|• Mayor||Janhinnerk Voß|
|• Total||11.2 km2 (4.3 sq mi)|
|Elevation||49 m (161 ft)|
|• Density||840/km2 (2,200/sq mi)|
|Time zone||CET/CEST (UTC+1/+2)|
Großhansdorf was first mentioned in 1274 in a deed of Hamburg's St. Catherine's Church congregation, to which Großhansdorf was affiliated at that time. In 1435 the city of Hamburg acquired Großhansdorf and administered it as part of its forest villages domain (Walddörfer), consisting of a series of Hamburgian exclaves surrounded by then else Holstein territories. In 1642 the erection of a water mill is recorded, which operated until the 19th century. Since 1701 Großhansdorf was the seat of a forest rider (German: Waldreiter), an official of Hamburg's police administration, which is recalled in today's coat-of-arms of Großhansdorf.

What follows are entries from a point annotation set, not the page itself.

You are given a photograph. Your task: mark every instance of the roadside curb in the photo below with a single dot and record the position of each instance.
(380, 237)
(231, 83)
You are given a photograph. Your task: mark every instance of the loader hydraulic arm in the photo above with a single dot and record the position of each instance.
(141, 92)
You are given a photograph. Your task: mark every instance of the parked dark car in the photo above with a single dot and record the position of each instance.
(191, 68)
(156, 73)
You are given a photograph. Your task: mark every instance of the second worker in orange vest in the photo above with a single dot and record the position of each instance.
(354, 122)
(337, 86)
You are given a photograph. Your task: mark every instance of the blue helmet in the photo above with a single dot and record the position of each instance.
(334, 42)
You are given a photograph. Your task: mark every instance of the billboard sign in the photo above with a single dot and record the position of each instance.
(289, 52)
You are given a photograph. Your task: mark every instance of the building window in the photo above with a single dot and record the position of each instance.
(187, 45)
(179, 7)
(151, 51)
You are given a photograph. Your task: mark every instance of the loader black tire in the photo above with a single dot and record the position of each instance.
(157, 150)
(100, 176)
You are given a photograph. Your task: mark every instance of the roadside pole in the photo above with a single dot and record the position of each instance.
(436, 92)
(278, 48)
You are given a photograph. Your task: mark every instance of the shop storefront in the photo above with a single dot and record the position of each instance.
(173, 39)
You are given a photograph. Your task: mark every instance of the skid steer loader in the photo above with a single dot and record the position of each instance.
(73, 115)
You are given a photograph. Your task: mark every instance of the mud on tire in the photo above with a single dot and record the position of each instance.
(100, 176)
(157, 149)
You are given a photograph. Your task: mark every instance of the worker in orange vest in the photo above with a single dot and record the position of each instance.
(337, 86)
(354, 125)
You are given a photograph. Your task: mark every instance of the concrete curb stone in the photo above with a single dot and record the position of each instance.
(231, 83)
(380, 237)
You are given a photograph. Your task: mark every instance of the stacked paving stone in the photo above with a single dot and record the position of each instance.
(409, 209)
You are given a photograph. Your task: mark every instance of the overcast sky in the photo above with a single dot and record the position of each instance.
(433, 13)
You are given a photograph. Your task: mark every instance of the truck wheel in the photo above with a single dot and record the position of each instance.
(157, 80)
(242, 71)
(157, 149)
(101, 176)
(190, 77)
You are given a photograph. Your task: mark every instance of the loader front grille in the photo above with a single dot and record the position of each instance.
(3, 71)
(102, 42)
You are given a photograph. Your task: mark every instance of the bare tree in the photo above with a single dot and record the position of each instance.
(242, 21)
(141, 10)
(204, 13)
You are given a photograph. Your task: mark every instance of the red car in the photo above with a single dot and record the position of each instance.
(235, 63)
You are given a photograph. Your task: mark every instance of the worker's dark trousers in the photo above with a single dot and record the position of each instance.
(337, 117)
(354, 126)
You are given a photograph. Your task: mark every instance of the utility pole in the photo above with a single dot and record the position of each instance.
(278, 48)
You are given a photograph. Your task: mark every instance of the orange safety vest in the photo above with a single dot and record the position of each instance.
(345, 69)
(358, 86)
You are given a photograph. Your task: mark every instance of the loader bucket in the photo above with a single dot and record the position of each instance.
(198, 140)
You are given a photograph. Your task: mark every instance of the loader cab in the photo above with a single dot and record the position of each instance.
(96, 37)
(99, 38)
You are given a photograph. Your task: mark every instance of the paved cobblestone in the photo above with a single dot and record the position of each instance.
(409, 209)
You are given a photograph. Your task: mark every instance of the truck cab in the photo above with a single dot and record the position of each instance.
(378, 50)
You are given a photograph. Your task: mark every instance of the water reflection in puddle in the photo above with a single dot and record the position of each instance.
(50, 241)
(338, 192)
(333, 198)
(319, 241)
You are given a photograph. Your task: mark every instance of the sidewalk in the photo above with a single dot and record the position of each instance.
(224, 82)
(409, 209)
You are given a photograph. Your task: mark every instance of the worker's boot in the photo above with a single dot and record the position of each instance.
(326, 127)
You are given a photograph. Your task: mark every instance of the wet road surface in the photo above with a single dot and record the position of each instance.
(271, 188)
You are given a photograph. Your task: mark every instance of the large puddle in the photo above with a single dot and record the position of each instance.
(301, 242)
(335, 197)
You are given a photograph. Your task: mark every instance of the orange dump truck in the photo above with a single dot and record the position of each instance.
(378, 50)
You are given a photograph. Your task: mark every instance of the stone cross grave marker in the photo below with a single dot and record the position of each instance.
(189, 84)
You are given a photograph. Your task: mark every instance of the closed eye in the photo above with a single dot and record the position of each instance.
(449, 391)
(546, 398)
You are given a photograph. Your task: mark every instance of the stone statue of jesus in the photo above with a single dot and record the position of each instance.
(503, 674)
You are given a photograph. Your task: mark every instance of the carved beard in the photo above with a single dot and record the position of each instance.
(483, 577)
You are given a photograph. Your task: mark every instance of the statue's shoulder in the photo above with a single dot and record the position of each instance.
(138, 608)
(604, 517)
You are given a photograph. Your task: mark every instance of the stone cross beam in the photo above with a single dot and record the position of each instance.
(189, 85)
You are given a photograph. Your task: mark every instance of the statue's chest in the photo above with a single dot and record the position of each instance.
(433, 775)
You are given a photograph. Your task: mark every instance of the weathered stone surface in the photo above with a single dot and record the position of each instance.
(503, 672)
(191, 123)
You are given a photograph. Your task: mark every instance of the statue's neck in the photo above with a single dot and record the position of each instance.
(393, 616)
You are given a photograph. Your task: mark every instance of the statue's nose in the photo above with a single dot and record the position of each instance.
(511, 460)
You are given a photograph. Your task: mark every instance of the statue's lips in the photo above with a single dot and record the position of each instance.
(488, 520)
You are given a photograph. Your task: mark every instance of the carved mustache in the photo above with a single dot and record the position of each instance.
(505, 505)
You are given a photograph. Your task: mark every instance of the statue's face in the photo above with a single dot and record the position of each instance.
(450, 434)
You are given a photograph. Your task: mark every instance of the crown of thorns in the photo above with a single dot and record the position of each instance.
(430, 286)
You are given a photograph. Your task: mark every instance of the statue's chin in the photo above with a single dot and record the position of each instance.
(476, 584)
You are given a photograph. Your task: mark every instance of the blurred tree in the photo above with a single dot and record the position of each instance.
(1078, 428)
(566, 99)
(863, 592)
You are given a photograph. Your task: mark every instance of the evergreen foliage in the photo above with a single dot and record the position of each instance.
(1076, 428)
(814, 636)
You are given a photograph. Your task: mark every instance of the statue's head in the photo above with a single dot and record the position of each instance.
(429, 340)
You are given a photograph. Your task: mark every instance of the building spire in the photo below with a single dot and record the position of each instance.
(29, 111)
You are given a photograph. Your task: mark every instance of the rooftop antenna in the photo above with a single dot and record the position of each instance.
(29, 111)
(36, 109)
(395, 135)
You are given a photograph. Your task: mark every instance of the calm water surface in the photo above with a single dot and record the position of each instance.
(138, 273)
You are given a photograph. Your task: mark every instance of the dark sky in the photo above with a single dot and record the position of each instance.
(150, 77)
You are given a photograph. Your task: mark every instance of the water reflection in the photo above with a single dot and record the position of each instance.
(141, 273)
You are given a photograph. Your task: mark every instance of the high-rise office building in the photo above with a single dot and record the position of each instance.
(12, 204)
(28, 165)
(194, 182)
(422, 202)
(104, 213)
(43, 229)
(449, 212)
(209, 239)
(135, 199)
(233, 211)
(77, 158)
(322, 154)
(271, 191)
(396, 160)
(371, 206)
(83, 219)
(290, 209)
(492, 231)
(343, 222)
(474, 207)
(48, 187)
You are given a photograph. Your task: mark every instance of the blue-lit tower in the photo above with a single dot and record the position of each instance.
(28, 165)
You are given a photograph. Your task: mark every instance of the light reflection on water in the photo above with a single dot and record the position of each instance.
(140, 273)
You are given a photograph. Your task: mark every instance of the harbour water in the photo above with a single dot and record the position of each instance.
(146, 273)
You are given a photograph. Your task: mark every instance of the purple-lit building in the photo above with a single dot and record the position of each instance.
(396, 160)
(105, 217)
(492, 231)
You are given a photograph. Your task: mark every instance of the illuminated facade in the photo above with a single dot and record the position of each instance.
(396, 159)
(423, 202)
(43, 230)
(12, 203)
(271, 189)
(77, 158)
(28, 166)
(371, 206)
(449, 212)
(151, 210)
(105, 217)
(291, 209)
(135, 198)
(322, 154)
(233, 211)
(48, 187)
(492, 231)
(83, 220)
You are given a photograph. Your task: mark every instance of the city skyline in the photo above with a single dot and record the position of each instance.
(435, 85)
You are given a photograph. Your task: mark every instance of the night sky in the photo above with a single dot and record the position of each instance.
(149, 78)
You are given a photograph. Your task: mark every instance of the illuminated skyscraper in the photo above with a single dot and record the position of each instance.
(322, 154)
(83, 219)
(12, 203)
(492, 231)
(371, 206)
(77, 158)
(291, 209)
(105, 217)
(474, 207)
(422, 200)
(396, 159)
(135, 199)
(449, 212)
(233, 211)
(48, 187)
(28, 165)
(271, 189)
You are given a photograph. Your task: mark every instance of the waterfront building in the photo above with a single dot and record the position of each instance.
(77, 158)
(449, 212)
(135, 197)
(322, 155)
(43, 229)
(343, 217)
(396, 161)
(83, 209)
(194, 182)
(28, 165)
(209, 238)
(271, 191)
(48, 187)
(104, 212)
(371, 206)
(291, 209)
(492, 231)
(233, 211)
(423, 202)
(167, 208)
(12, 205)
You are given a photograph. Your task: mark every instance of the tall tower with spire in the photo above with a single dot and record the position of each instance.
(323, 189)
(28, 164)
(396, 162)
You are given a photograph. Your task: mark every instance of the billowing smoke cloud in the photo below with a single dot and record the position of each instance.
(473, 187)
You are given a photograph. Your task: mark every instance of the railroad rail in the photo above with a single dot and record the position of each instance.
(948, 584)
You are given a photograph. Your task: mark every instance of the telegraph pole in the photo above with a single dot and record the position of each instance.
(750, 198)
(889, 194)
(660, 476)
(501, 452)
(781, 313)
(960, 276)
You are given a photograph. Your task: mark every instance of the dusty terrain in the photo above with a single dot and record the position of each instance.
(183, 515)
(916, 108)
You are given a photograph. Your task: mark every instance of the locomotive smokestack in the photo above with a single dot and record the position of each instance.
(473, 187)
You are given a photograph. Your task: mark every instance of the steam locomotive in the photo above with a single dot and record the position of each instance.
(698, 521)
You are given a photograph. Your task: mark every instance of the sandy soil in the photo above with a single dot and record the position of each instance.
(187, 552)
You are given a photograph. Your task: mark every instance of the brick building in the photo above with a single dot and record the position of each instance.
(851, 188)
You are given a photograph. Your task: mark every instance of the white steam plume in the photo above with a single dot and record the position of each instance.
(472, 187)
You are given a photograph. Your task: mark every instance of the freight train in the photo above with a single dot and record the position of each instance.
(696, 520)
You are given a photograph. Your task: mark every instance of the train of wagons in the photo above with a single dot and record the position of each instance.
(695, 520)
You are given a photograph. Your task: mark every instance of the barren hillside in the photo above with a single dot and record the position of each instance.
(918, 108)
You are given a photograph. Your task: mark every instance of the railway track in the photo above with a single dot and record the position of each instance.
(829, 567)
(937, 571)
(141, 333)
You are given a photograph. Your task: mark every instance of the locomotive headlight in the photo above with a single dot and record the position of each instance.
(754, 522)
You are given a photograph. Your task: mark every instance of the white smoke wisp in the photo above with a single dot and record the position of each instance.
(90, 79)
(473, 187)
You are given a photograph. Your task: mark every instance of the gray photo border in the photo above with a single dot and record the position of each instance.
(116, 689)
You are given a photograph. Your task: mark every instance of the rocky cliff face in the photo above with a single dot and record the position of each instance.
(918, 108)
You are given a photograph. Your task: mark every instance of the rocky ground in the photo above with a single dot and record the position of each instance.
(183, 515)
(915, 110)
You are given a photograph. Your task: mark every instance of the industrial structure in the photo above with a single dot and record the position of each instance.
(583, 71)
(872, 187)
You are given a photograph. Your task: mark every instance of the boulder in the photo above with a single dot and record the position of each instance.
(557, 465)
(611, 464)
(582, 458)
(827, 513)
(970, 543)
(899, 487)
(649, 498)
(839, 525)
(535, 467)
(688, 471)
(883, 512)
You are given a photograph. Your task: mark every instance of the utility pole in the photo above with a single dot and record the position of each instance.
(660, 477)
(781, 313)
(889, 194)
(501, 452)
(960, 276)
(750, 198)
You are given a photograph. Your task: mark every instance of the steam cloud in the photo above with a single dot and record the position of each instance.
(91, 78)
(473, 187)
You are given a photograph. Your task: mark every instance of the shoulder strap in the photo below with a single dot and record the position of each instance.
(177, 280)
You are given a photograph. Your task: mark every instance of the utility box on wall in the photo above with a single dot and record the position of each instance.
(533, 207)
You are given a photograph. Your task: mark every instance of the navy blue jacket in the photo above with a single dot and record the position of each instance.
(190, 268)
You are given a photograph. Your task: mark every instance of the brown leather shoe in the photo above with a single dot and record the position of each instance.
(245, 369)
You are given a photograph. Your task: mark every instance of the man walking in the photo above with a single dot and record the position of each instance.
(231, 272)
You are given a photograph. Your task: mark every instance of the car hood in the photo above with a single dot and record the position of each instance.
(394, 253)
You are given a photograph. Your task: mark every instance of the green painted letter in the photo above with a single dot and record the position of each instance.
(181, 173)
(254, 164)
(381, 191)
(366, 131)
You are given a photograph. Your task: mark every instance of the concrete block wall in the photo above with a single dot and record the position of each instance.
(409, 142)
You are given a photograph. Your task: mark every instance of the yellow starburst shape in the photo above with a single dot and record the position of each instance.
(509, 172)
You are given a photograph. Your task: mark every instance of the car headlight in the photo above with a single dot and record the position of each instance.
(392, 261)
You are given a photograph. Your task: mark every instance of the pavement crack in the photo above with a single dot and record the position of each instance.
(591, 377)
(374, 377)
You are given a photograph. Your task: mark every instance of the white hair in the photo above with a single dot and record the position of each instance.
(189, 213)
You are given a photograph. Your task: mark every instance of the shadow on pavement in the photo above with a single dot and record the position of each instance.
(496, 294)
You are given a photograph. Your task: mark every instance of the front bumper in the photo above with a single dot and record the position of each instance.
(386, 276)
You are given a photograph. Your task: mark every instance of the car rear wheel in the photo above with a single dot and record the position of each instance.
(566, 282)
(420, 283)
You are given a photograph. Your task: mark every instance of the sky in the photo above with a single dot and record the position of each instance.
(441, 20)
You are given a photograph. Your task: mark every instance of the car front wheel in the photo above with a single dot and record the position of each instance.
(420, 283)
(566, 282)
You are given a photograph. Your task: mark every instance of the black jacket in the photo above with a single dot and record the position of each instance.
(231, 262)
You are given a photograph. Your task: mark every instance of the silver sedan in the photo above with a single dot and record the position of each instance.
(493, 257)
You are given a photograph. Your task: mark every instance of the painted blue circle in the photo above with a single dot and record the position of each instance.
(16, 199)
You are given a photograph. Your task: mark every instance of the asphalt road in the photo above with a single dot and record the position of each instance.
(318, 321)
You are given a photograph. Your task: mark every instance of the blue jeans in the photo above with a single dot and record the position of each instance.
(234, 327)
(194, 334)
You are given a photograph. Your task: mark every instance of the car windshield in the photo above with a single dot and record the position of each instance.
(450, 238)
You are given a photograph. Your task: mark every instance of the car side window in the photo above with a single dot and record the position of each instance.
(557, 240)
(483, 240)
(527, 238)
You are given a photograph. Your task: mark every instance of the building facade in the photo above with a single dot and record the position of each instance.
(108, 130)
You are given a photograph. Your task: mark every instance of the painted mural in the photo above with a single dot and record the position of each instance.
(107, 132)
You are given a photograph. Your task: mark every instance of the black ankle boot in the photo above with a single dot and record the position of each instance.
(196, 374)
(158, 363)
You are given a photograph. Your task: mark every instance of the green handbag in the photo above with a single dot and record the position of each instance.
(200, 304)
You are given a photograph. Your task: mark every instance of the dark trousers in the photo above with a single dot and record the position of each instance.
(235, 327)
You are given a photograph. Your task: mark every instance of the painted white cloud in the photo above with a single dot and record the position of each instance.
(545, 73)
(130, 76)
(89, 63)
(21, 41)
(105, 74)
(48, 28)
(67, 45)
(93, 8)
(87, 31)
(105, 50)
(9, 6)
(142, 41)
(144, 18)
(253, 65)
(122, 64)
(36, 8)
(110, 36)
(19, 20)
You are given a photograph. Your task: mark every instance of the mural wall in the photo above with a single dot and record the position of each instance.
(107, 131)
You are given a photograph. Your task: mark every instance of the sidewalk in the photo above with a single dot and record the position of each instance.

Hamburg then formed a free imperial city within the Holy Roman Empire.
By 1806 the rotation of arable fields among the resident farming families - as typical within crop rotation - was replaced by coupling fields (German: Verkoppelung) to become fixed particular family properties, which thus could be alienated - such as by sale or compulsory auction - and therefore pledged to secure credits. So agriculture was integrated into monetary economy. Between 1811 and 1813 Großhansdorf formed a part of the First French Empire, Bouches-de-l'Elbe département, before it was restored to Hamburg, then forming a sovereign city state within the new loose German Confederation.
In 1872 Groß-Hansdorf (as it was then spelled) and neighbouring Schmalenbeck merged in Groß-Hansdorf-Schmalenbeck, a municipality within the state of the Free and Hanseatic City of Hamburg, which then still consisted of the eponymous city and a number of smaller municipalities and towns. Since 1921 the electric elevated forest villages railway, the eastern part of today's U 1 line of Hamburg's underground and elevated railway) is connecting Großhansdorf by three stations (Großhansdorf, Kiekut and Schmalenbeck) with Hamburg.
By the territorial redeployment through the Greater Hamburg Act Groß-Hansdorf-Schmalenbeck was ceded from the state of Hamburg to the Prussian Province of Schleswig-Holstein with effect of 1 April 1937, forming since a municipality within the Stormarn district. The name Groß-Hansdorf prevailed in colloquial usage.
The British occupation forces elevated the province to the State of Schleswig-Holstein in 1946. For one and a half years (1949-1951) Groß-Hansdorf-Schmalenbeck formed a part of Ahrensburg collective municipality, before it regained municipal status, under the now official name Großhansdorf since. The inhabitants spread over the locality Schmalenbeck (c. 60%) and the locality Großhansdorf (unofficially: Alt-Großhansdorf; c. 40%). Following the massive destructions by Bombing of Hamburg in World War II many a homeless Hamburger moved to Großhansdorf.